Massive data breach hits several automakers, report says
The auto industry’s supply chain is among the most vulnerable in the leak. Photo credit: AUTOMOTIVE NEWS ILLUSTRATION
Nearly 47,000 files of factory records from Tesla Inc., Toyota Motor Corp. and Volkswagen, along with Fiat Chrysler Automobiles, Ford Motor Co. and General Motors, were found in a data leak this month that exposed several of the companies’ trade secrets.
Researcher Chris Vickery, who works for a security firm called Upguard, stumbled across tens of thousands of corporate documents unprotected online, including some from nearly all of the most prominent automakers. The leak was first reported by The New York Times.

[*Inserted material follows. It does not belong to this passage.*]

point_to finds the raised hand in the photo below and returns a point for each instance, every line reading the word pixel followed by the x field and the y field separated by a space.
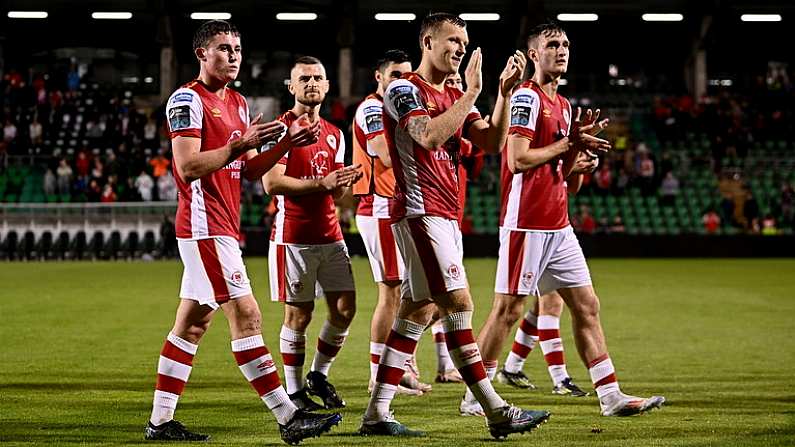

“Automotive manufacturers — and manufacturers in general — usually want to keep the details of how they make their products confidential,” Upguard said in a statement. “Factory layouts, automation efforts, and robot specifications ultimately determine the output potential for the company. Malicious actors could potentially sabotage or otherwise undermine operations using the information present in these files; competitors could use them to gain an unfair advantage.”
The exposed material was from over 100 companies that had interacted with Canadian company Level One Robotics and Controls, an engineering service provider that specializes in automation processes for automakers and suppliers.
Among information available in the data were blueprints and factory schematics, contracts, invoices, work plans and other client materials and “dozens of nondisclosure agreements describing the sensitivity of the exposed information,” according to The Times report. Employee data, including names and ID photos, was accessible online as well.
Vickery reported the information to the company last week, and it was taken offline within a day.
The auto industry’s supply chain is among the most vulnerable in the leak, especially with regard to vehicle risks and other security concerns.
Officials from General Motors, Toyota and Volkswagen declined to comment to The Times on the data exposure, and Fiat Chrysler, Ford and Tesla could not be reached for comment by The Times. General Motors and Toyota did not respond to requests for comment by Automotive News by the time of publication.